Coronaviruses resist proteolytic attack from host C‐degron pathways by editing the surrounding sequence of diGly/C‐degrons
Coronavirus non‐structural proteins (NSPs) are synthesized as long polypeptide chains that are subsequently proteolytically processed into individual NSP proteins by the viral proteases PLpros/NSP3 and 3CLpro. PLpros cleaves at the NSP1‐2, 2‐3 and 3‐4 junctions following a diGly motif (Fig 8A) (Harcourt et al, 2004; Báez‐Santos et al, 2015). We wondered if PLpros‐processed NSP proteins are targeted by KLHDC2. Intriguingly, unlike human proteins cleaved by Dubs, diGly‐terminating NSP1 and NSP2 from SARS‐CoV (severe acute respiratory syndrome coronavirus) escaped the diGly/C‐degron pathway (Fig 8B). We characterized an inactivated NSP1 mutant (R124A, K125A) because wild‐type NSP1 expression is lethal to cells (Lokugamage et al, 2012; Tanaka et al, 2012).
To explain their immunity to the C‐degron pathway, we tested if the C‐terminal tails of NSP proteins include autonomous KLHDC2 degrons. In contrast to the 12‐residue C‐terminal motif of SDE2, FAU, or TUG, the C‐termini of coronavirus NSP proteins did not or only mildly promoted KLHDC2‐mediated degradation (Fig 8C), suggesting that the sequences surrounding coronavirus terminal diGly inactivate the KLHDC2 degrons.

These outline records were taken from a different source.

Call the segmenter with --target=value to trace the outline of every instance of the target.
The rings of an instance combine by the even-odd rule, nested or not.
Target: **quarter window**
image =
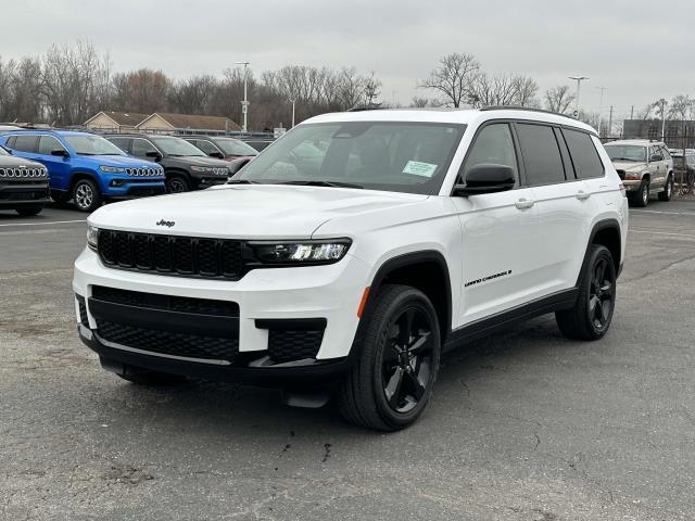
[[[563,157],[552,127],[517,124],[517,135],[529,185],[565,181]]]
[[[42,155],[51,155],[54,150],[65,150],[65,147],[53,136],[39,137],[39,149],[37,153]]]
[[[36,136],[17,136],[14,141],[14,150],[20,152],[36,152]]]
[[[591,136],[569,129],[563,130],[563,134],[565,135],[569,153],[572,156],[577,177],[580,179],[603,177],[604,165],[601,163],[601,157],[598,157],[598,152],[596,152],[596,147]]]
[[[480,130],[466,158],[463,179],[473,166],[483,164],[509,166],[514,169],[514,176],[519,178],[511,130],[506,123],[488,125]]]

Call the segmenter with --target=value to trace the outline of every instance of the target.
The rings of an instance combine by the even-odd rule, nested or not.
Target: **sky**
[[[672,0],[24,0],[3,1],[0,56],[91,41],[114,69],[181,78],[287,64],[374,71],[386,101],[408,104],[438,60],[473,54],[490,73],[532,76],[541,94],[589,76],[581,107],[630,115],[695,94],[695,2]],[[603,103],[601,88],[604,88]],[[574,87],[573,87],[574,88]],[[253,100],[251,100],[253,102]]]

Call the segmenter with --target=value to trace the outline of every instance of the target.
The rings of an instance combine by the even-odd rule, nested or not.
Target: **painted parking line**
[[[3,223],[0,226],[48,226],[48,225],[66,225],[68,223],[87,223],[87,219],[77,220],[52,220],[50,223]]]
[[[690,215],[695,217],[695,211],[693,212],[664,212],[661,209],[630,209],[630,213],[640,214],[664,214],[664,215]]]
[[[654,236],[672,236],[672,237],[692,237],[695,238],[695,233],[673,233],[670,231],[652,231],[652,230],[631,230],[632,233],[652,233]]]

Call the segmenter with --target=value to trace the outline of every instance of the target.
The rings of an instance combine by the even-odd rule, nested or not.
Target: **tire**
[[[439,320],[425,293],[407,285],[383,285],[372,309],[363,318],[359,359],[342,382],[338,405],[351,423],[396,431],[417,420],[432,395]]]
[[[190,192],[191,185],[185,176],[172,174],[166,177],[166,193]]]
[[[669,174],[669,177],[666,178],[664,191],[659,192],[659,201],[667,203],[671,200],[671,195],[673,195],[673,176]]]
[[[635,206],[644,208],[647,204],[649,204],[649,180],[642,179],[642,183],[640,185],[640,190],[634,194],[633,203]]]
[[[101,206],[101,193],[91,179],[80,179],[73,187],[73,204],[80,212],[93,212]]]
[[[579,281],[579,296],[570,309],[555,313],[565,336],[598,340],[610,327],[616,307],[616,265],[606,246],[592,244]]]
[[[23,208],[15,208],[15,212],[22,217],[30,217],[40,214],[41,209],[43,209],[43,206],[25,206]]]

Consistent with that notion, the stability of GFP‐random peptide libraries ending with the final six residues of SARS‐CoV NSP1 was much greater than for those ending with only diGly, and that difference in stability was completely abolished when KLHDC2 function was blocked (Fig 8D). We found that KLHDC2 degron activity against SARS‐CoV NSPs could be drastically improved by changing as little as a single residue at the −3, −4, or −5 positions to Ala (Fig 8C). Collectively, our data demonstrate differential regulation of cellular and viral diGly‐terminating polypeptides by the diGly/C‐degron pathway and suggest that coronaviruses have adapted to resist proteolytic attack by host cells.
Discussion
Herein, we report physiological functions of C‐degron pathways and demonstrate the importance of protein “ends” in proteolysis‐mediated protein quality inspection. Furthermore, we establish links between the functional proteome and C‐degron pathways.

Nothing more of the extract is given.